Para akademisi, aktivis, dan pengacara untuk pertama kalinya dapat mengakses lebih dari 2.200 dokumen dari arsip yang sebagian besar tidak diketahui yang disimpan di PBB yang mendokumentasikan ribuan kasus terhadap tersangka penjahat Perang Dunia II di Eropa dan Asia.
Catatan Komisi Kejahatan Perang PBB yang tidak dibatasi jumlahnya dipublikasikan oleh Pengadilan Kriminal Internasional pada awal bulan Juli menyusul kesepakatan dengan PBB, sebuah langkah yang didorong oleh akademisi Inggris Dan Plesch, yang memimpin dorongan untuk akses yang lebih besar terhadap arsip tersebut. Dokumen-dokumen tersebut berhubungan dengan lebih dari 10.000 kasus.
Plesch mengatakan pada hari Jumat bahwa setelah penelitiannya di arsip di New York, dia diundang untuk memberikan kuliah tamu di Komisi Kejahatan Perang di Pengadilan Kriminal Internasional di Den Haag, Belanda, pada bulan Maret 2012 oleh Hans Bevers, kepala Komisi Kejahatan Perang. penelitian jaksa , untuk memberi. kantor.
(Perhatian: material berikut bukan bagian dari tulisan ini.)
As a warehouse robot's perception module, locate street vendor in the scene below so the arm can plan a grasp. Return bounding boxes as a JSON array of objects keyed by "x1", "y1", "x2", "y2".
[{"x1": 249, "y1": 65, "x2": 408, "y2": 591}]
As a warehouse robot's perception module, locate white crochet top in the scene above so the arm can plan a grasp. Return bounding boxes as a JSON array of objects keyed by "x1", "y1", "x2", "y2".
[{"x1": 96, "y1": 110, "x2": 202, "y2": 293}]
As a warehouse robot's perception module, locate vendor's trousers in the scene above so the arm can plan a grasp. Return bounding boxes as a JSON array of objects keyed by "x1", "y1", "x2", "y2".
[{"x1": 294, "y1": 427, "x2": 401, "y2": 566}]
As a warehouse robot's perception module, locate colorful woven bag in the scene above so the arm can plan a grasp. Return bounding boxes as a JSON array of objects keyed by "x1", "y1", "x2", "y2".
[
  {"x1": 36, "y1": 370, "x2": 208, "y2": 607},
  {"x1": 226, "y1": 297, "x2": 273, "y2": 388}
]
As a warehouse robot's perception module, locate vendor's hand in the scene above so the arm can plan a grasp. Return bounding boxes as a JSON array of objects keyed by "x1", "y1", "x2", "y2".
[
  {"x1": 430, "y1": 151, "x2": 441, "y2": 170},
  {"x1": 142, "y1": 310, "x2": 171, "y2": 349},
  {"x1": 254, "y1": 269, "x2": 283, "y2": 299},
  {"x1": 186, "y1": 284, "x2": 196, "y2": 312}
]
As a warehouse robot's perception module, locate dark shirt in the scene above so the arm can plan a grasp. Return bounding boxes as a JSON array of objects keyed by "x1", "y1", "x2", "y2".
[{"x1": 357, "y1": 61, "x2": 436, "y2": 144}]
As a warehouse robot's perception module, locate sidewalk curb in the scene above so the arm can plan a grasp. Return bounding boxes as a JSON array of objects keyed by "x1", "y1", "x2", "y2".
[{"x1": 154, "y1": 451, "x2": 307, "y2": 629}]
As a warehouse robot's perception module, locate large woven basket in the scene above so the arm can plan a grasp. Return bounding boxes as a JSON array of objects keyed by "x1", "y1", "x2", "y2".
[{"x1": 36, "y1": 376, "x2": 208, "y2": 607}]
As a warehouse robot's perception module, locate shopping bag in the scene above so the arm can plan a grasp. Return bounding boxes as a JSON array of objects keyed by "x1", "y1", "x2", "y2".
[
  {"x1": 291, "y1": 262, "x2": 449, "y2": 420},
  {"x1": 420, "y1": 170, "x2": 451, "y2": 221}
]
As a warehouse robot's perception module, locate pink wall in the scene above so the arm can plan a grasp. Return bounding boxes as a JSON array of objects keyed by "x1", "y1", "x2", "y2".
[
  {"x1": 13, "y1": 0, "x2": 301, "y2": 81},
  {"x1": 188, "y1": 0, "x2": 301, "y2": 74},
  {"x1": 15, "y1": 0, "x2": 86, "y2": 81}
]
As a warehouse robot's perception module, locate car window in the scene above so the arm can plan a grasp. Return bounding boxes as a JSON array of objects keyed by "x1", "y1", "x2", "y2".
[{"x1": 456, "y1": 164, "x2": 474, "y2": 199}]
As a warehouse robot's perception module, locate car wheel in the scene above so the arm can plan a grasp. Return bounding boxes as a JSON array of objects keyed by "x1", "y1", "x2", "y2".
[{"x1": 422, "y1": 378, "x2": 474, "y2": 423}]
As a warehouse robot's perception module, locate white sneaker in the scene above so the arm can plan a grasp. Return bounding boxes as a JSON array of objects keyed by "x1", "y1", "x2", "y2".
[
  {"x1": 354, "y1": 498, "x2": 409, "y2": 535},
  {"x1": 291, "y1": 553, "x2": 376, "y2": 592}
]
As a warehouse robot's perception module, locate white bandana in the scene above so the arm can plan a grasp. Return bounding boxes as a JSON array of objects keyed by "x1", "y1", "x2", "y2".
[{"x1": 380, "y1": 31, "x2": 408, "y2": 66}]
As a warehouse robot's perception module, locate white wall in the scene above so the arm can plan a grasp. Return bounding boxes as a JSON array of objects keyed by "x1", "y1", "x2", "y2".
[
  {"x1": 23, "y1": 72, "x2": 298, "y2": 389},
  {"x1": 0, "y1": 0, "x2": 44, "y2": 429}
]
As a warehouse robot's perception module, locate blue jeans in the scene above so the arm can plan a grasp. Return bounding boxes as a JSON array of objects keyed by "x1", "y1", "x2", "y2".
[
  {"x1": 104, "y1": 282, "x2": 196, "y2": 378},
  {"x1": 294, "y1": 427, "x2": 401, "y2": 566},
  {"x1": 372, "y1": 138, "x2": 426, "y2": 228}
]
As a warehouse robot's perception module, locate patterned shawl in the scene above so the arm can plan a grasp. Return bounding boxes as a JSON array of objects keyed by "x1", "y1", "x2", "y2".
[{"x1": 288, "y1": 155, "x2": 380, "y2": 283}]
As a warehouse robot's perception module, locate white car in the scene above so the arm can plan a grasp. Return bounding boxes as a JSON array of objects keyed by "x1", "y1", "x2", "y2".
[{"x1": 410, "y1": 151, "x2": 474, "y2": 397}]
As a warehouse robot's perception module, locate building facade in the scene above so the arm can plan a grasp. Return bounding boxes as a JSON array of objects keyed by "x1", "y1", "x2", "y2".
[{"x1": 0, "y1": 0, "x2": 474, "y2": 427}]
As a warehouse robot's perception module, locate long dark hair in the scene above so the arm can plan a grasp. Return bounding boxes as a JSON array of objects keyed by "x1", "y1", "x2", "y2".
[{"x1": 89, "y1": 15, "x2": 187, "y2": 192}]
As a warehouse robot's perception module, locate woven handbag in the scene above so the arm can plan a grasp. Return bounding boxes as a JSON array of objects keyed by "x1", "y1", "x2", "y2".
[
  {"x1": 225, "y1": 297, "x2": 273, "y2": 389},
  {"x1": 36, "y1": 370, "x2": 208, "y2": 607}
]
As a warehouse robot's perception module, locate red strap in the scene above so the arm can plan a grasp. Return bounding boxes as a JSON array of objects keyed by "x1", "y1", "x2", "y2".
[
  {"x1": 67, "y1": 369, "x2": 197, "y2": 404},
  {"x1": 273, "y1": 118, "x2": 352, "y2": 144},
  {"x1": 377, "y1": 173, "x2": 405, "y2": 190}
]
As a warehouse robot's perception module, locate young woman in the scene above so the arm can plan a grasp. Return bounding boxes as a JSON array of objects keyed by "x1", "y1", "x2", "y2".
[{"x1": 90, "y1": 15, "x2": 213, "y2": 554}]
Bevers menyarankan ICC mungkin tertarik untuk memperoleh arsip tersebut dan Plesch mengatakan dia telah menghubungkannya dengan kantor PBB yang mengelola arsip tersebut.
“Sungguh suatu kebetulan yang membahagiakan bahwa dia melakukan penelitian di sini, bahwa dia melakukan penelitian di sana, dan bahwa ICC ingin memuat sebanyak mungkin arsip online,” kata kepala arsiparis PBB Bridget Sisk, Jumat.
“Tujuan kami adalah membuat arsip terbuka organisasi tersedia seluas mungkin,” katanya. “Kerja sama dengan ICC menambah catatan sejarah peradilan pidana internasional pada pengadilan kejahatan perang permanen di dunia.”
Juru bicara PBB Martin Nesirky mengatakan menempatkan bagian arsip yang tidak dibatasi secara online “akan sangat meningkatkan ketersediaan materi ini bagi mereka yang terlibat dalam penelitian mengenai perkembangan hukum pidana internasional, serta bagi peneliti dari disiplin akademis lainnya.”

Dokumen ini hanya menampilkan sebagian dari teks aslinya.